TEXTE MANQUANT À L'ÉDITION D'OCTOBRE 2014 EN "DYSCHRONIQUES" AU PASSAGER CLANDESTIN, P. 60
Traduction de Bruno MARTIN
[…] qui ne se sont pas montrés.
— Mais voyons, c'est ridicule. Nous nous sommes manifestés au moins en partie. Après tout, nos bagages sont déjà à bord de la fusée d'aujourd'hui. Pourquoi expédier tous ces bagages et non les gens à qui ils appartiennent ?
— Désolé, madame, mais je suis certain que les gens qui ont pris vos places en feront un excellent usage.
— Non, sûrement pas ! Juliette se mit à pleurer et la moitié de ses larmes au moins étaient sincères. Non. Ce ne sont presque que des souvenirs. Des choses qui n'ont de valeur que pour nous.
L'agent avait déjà dû souvent nager à travers des flots de larmes. Navré, madame, mais le règlement ne nous permet pas de distribuer un second jeu de billets.
— Oh ! au Diable votre règlement ! Écoutez, mon… mari est à la tête d'un de ces groupes de dix personnes. Il est chef de cadre.

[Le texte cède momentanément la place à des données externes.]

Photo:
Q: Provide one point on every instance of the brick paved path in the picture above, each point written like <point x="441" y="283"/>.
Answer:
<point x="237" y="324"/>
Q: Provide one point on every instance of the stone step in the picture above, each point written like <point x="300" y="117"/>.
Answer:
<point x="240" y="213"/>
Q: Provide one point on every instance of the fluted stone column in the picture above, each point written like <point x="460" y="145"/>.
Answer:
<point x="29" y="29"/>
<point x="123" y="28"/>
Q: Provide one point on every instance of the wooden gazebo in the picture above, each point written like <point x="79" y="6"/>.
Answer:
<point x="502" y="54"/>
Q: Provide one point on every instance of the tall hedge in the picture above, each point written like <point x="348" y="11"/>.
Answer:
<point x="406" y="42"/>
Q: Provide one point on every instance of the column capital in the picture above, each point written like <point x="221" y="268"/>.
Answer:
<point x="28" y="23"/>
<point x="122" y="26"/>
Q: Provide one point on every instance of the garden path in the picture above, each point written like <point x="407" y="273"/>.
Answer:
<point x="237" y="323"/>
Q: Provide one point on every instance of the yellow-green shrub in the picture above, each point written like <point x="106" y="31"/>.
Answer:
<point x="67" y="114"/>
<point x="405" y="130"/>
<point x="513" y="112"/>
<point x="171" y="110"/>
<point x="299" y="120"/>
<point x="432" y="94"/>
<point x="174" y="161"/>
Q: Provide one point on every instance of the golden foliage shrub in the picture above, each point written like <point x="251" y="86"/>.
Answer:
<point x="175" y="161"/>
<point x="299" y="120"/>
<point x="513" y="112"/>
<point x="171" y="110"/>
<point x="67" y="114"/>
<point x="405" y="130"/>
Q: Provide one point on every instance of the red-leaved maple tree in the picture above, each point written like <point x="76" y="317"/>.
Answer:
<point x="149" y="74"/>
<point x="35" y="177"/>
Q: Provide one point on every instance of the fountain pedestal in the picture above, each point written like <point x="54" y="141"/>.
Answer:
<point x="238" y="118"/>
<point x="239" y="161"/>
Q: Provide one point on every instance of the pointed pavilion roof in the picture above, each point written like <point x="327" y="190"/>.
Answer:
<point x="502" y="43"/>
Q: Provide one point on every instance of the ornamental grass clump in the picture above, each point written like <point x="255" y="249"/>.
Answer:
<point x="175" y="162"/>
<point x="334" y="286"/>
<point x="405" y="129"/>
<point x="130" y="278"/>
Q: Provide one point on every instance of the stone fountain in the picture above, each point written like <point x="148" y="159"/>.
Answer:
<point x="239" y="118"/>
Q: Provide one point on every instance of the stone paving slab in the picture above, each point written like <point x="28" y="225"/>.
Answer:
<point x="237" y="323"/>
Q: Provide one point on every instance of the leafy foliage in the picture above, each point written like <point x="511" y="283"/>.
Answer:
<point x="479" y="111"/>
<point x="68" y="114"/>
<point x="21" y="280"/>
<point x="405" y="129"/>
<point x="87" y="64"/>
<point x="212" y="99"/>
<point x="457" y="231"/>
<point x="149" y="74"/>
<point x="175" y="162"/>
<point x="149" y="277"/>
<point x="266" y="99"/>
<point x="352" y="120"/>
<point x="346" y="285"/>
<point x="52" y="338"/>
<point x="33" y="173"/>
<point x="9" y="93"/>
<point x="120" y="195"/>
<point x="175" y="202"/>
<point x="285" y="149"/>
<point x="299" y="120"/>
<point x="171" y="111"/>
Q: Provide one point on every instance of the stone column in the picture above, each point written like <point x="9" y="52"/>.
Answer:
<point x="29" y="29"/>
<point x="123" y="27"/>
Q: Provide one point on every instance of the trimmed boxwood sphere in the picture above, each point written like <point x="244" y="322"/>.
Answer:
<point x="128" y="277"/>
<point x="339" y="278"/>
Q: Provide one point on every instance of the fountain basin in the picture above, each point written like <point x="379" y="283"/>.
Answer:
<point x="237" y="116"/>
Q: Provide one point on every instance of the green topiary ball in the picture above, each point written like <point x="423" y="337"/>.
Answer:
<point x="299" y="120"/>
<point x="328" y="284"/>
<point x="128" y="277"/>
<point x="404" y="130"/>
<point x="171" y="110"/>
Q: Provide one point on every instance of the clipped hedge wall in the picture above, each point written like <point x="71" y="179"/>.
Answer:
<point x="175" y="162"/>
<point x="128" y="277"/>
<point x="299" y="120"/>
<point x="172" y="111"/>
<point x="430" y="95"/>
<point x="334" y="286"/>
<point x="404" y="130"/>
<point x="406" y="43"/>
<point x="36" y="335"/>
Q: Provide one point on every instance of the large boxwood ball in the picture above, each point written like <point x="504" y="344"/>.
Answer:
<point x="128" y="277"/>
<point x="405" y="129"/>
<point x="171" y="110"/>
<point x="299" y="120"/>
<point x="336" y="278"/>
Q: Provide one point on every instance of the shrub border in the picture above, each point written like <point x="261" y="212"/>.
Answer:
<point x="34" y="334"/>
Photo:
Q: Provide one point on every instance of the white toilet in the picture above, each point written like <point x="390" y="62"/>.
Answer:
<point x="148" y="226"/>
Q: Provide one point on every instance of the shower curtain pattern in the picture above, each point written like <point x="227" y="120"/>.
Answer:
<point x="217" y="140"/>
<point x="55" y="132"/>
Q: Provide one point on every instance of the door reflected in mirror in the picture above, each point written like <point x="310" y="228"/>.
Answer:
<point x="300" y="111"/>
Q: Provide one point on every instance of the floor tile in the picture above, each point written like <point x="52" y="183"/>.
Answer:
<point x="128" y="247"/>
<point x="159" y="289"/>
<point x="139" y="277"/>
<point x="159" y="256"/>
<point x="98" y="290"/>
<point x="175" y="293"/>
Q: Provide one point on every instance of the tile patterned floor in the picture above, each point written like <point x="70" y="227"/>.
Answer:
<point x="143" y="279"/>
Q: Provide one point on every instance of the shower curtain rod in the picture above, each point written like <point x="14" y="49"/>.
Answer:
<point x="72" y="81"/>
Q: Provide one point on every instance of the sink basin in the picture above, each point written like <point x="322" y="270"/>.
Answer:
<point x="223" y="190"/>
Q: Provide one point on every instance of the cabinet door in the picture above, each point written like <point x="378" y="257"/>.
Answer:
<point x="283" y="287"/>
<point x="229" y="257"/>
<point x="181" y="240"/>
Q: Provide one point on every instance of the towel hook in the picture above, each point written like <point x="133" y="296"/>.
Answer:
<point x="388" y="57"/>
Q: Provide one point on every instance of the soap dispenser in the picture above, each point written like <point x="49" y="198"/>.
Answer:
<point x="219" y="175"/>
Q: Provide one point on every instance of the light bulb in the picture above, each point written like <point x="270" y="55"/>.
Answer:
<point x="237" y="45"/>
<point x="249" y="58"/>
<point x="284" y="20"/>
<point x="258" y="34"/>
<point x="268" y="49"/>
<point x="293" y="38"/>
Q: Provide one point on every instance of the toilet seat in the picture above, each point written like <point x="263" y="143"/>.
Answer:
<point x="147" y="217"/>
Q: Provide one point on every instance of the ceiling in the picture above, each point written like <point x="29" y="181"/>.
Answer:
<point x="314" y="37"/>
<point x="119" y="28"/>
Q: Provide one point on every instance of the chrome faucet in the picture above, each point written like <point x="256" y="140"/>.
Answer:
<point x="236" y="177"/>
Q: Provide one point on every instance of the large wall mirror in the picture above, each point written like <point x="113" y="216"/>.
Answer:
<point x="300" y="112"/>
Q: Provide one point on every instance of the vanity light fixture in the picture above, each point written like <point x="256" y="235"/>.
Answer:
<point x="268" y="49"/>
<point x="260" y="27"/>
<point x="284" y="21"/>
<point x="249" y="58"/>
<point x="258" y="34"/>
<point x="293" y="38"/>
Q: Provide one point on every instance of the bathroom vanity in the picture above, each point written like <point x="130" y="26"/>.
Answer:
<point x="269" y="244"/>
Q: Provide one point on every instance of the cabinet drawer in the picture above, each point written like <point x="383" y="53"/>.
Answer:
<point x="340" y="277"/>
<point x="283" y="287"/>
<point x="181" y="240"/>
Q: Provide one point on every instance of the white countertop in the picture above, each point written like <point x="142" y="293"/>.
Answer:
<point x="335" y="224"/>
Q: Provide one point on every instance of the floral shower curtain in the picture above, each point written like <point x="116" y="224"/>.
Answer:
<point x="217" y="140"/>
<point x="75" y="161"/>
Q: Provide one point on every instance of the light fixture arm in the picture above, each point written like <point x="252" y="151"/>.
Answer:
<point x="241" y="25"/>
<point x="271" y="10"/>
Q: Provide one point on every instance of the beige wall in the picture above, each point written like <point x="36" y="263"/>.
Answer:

— Ils sont des centaines, madame. Il ne nous est pas permis de les traiter différemment des autres.
— Mais ce n'est pas un chef de cadre ordinaire. Le Secrétaire de Tohil Vaca tenait particulièrement à ce qu'il parte. Le Secrétaire le lui a dit en personne.
— Je suis désolé, madame, mais n'importe qui dont je ne vois pas le visage peut me dire la même chose au téléphone. En bruit de fond, des gens lui criaient de répondre sur une autre ligne.
— Si j'étais n'importe qui, comment pourrais-je connaître le code du projet ?
— Il y a des fuites, madame… Si vous voulez bien m'excuser…
— Un instant ! lança Juliette, au désespoir. Pourquoi n'importe qui réclamerait-il des billets précisément à ces noms ? Vous devez bien avoir une liste des noms ?
— Oui, madame, mais seulement pour le vol d'aujourd'hui. Nous ne pouvons pas accorder une deuxième chance.
— Si vous appeliez le Secrétaire… Et là, en plein milieu de sa phrase — qu'elle ne savait d'ailleurs pas comment finir — elle se rappela que le numéro d'Alex était différent du numéro de code du projet secret. Elle déclara : Mon mari a le numéro de priorité FHGR-1.
Il y eut un long silence pendant lequel elle ne perçut qu'un vague brouhaha. Elle priait le ciel que l'agent fût en train de vérifier ce numéro.
Il revint enfin. J'ai confirmation de cette priorité, madame. En conséquence, je vous réserve deux places pour le vol de demain.
— Oh !‥ Dieu merci ! Et merci à vous aussi.
— N'oubliez pas que c'est votre dernière chance, madame. La chance ultime. Vous avez bien compris ?
— Oui, j'ai compris, fit-elle, éperdue de reconnaissance. Elle éprouvait un tel soulagement qu'au lieu d'abaisser le levier de coupure, elle posa la main sur celui de la douche et fut aussitôt inondée d'eau salée. Elle n'y prit pas garde.
Sa panique la quittait, mais elle était encore inquiète. Après tout, il y avait peut-être eu un accident. Ils étaient peut-être tous morts, ou hospitalisés, à la veille même de l'exode. Oh ! Seigneur… Elle téléphone à la Barquette de poisson.
Et que le Diable les emporte, ils y étaient ! Ils y étaient tous !
Désormais en mesure de laisser libre cours à sa rage démentielle, elle dicta au propriétaire un message à leur transmettre, arbora son masque à gaz, ramassa les chats et sortit à grands pas pour faire signe à un taxi fluvial.
Ils étaient là, tous les huit, quand elle arriva (après avoir confié le panier de chats récalcitrants au supermarché de luxe voisin, sur la prière polie mais ferme du propriétaire du restaurant) …les huit qui avaient surnagé après qu'Alex eut joué au bon Dieu : trois hommes (Fan, Goldfarb Z et un homme qu'elle reconnut vaguement comme un ingénieur du bureau d'Alex) et cinq femmes (Gradus, Girlie, Y la femme de Goldfarb Z, Irène la femme de Polar Pons et la fille divorcée d'Emshredder, Évadné).